Wie sieht es momentan aus in Bolivien und wie kommen die Projekte damit zurecht? Matthias Schaider hat aufgrund von aktuellen Mail- Zusendungen unserer Projekte vor Ort einen Bericht geschrieben, der im „Bergsträßer Anzeiger“ veröffentlicht wurde. Nachfolgend der Pressetext:

BA-Schaider

Das Virus trifft Bolivien mit voller Wucht

Strenge Quarantänemaßnahmen, kein funktionierendes Gesundheitssystem.

„Wir leben hier in einer sehr strengen Quarantäne. Bolivien hat kein Gesundheitssystem mit Schutzkleidung für Ärzte und Atmungsgeräten, und die Armen leben auf engstem Raum zusammen“, dieser Situationsbericht von Pfarrer Neuenhofer beschreibt die aktuelle Lage in Bolivien. Ludwig März, Vorsitzender des Bensheimer Hilfsvereins Inti Runa, hält in diesen Tagen besonders engen Kontakt zu den Verantwortlichen der sozialen Einrichtungen vor Ort.

„Persönlich lebe ich seit Wochen wie in einem Gefängnis und darf – wegen meines Alters – keinen Schritt vor die Tür gehen. Aber es geht mir gut, ich bin gesund und munter und warte – wie wir alle – auf bessere Zeiten“, schildert Brigitte Pleyer, Leiterin des Straßenkinderprojekts „Oqharikuna“ in Sucre, die Lage. Heime und Schulen sind geschlossen, ein „Homeschooling“ gibt es nicht.
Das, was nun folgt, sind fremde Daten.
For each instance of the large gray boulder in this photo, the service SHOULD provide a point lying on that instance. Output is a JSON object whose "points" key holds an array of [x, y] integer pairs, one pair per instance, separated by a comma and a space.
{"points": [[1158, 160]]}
Auch sie betont: „Die medizinische Betreuung ist einfach katastrophal.“

Seit März gilt für das ganze Land eine Ausgangssperre, die am 10. Mai in eine sogenannte dynamische Ausgangssperre mit gelockerten Maßnahmen umgewandelt wurde. Verlässliche Zahlen liegen nicht vor. Die Preise für Desinfektionsmittel und Gesichtsmasken sind massiv gestiegen, wenn sie überhaupt noch erhältlich sind. Alle Flüge von und nach Europa wurden gestrichen und der Luftraum über Bolivien ist geschlossen.
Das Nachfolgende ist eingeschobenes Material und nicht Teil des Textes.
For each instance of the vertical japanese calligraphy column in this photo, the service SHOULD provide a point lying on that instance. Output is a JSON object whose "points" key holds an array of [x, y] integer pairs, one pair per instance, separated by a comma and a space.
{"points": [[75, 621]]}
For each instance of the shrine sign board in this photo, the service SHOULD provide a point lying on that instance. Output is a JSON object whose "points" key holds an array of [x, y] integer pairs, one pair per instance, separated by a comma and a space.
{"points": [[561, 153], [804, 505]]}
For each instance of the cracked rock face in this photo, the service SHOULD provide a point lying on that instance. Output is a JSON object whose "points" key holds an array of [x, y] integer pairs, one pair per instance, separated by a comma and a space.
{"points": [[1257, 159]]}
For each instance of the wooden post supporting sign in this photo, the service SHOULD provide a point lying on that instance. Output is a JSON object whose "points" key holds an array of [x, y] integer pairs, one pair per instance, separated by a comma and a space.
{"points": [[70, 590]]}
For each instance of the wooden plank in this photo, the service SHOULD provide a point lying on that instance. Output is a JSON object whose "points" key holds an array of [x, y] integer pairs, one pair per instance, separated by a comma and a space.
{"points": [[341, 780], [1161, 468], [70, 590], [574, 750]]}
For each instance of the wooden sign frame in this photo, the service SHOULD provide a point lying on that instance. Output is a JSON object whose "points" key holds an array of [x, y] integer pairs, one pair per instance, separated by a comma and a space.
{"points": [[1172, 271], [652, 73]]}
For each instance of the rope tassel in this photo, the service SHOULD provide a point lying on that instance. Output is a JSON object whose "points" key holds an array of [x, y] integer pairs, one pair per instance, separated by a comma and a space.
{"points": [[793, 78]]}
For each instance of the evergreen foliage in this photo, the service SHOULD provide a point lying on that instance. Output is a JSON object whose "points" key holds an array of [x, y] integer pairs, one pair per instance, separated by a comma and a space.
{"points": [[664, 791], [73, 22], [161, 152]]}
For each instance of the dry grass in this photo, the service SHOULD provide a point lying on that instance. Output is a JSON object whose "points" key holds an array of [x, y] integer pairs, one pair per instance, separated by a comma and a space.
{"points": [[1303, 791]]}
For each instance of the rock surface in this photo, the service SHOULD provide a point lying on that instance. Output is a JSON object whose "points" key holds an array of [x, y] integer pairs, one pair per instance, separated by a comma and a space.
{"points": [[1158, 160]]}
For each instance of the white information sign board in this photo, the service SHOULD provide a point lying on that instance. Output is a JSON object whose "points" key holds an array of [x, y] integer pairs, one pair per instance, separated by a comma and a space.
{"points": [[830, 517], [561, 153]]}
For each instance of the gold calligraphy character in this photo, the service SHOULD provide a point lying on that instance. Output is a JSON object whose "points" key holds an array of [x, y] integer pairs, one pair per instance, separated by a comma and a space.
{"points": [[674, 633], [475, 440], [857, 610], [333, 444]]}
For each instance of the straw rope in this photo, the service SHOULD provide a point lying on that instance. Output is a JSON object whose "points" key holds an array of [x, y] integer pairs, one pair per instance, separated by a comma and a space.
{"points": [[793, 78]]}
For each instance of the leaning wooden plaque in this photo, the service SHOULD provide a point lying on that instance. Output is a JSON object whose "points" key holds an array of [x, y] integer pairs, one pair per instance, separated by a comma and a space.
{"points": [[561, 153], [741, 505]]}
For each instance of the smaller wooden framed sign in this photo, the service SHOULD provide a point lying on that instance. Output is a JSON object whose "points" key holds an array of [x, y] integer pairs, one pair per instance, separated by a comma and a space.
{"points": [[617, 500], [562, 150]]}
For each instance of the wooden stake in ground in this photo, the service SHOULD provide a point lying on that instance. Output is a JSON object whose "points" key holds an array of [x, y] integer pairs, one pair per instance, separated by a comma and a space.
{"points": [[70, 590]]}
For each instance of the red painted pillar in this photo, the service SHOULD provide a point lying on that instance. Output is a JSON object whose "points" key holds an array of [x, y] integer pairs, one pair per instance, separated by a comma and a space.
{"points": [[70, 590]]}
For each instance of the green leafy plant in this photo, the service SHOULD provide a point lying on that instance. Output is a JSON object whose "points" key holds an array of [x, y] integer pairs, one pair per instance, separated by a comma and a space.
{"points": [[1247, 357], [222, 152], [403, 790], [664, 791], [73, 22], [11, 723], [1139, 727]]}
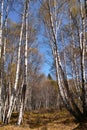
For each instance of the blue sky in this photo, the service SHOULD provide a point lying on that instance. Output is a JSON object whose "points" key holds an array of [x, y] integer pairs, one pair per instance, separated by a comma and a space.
{"points": [[14, 16]]}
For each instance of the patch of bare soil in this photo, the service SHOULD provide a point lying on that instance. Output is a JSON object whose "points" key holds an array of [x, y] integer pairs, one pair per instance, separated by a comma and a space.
{"points": [[46, 121]]}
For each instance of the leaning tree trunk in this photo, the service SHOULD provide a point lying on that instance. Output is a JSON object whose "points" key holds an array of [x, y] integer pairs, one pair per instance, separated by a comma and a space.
{"points": [[1, 36], [82, 53], [64, 90], [13, 96], [25, 65]]}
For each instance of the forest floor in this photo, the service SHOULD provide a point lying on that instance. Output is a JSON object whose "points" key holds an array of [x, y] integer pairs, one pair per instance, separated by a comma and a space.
{"points": [[45, 120]]}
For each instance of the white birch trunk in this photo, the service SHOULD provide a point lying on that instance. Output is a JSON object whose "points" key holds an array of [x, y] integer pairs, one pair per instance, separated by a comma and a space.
{"points": [[26, 62], [83, 45], [13, 99], [1, 28]]}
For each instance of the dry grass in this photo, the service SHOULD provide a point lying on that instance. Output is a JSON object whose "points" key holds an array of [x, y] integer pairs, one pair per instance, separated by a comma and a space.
{"points": [[45, 120]]}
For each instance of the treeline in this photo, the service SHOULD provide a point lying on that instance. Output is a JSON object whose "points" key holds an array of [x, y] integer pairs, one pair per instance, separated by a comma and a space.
{"points": [[22, 86]]}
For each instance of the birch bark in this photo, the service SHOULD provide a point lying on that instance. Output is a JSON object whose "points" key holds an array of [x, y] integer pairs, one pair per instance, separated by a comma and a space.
{"points": [[13, 98], [25, 64]]}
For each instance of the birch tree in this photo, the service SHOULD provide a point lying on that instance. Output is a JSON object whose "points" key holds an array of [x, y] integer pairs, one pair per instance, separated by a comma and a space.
{"points": [[53, 27], [13, 98], [25, 65]]}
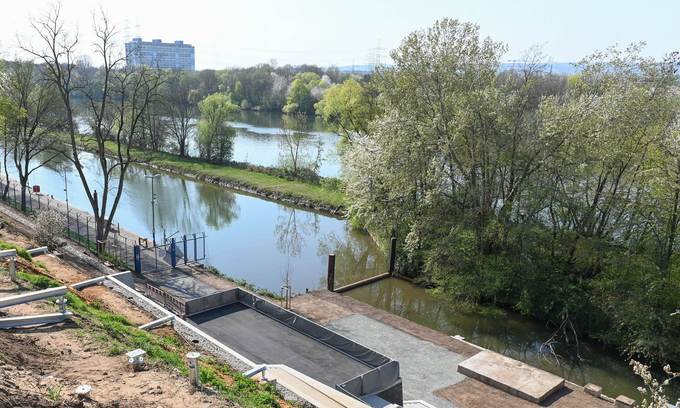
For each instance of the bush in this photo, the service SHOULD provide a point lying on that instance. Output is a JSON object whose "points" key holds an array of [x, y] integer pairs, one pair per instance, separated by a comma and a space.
{"points": [[49, 228]]}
Die Krankenhäuser sind nicht im Geringsten vorbereitet auf das, was auf sie zukommt. „So sind wir jetzt gefordert“, schreibt Stefan Gurtner, Gründer des Kinder- und Lehrlingsheims Tres Soles in La Paz. „Wir haben die hygienischen Maßnahmen verdoppelt und müssen die Kinder nun den ganzen Tag in Tres Soles beschäftigen. Die Jugendlichen im Studenten- und Lehrlingsheim sind aufgefordert worden, falls möglich, nach Hause zurückzukehren. Jetzt muss ich schnellstens nach Hause, Polizei und Militär beginnen zu patrouillieren“, schreibt der gebürtige Schweizer. Auch Gurtner betont, dass die offiziellen Statistiken nicht annähernd die Realität abbilden. Für seine Arbeit bedeutet die aktuelle Lage: „Wir haben die Gruppen in unseren Einrichtungen noch weiter verkleinert. Die drei kleinsten Jungen sind in der Familie des Psychologen untergebracht, die beiden kleinsten Mädchen bei der Sozialarbeiterin.“

Auch für die Helferinnen und Helfer um Pfarrer Neuenhofer stellt die aktuelle Situation ein zusätzliche Herausforderung dar: „Wir haben zur Zeit ein riesiges Hilfsprogramm, weil so viele unserer Straßenkinder hungern. Im Augenblick haben wir 1.350 Kinder und arme Mütter, die wir jede Woche zwei Mal im Ambulanz-Fahrzeug des Krankenhauses besuchen. Du kannst Dir das Elend kaum vorstellen“, schreibt Neuenhofer an März.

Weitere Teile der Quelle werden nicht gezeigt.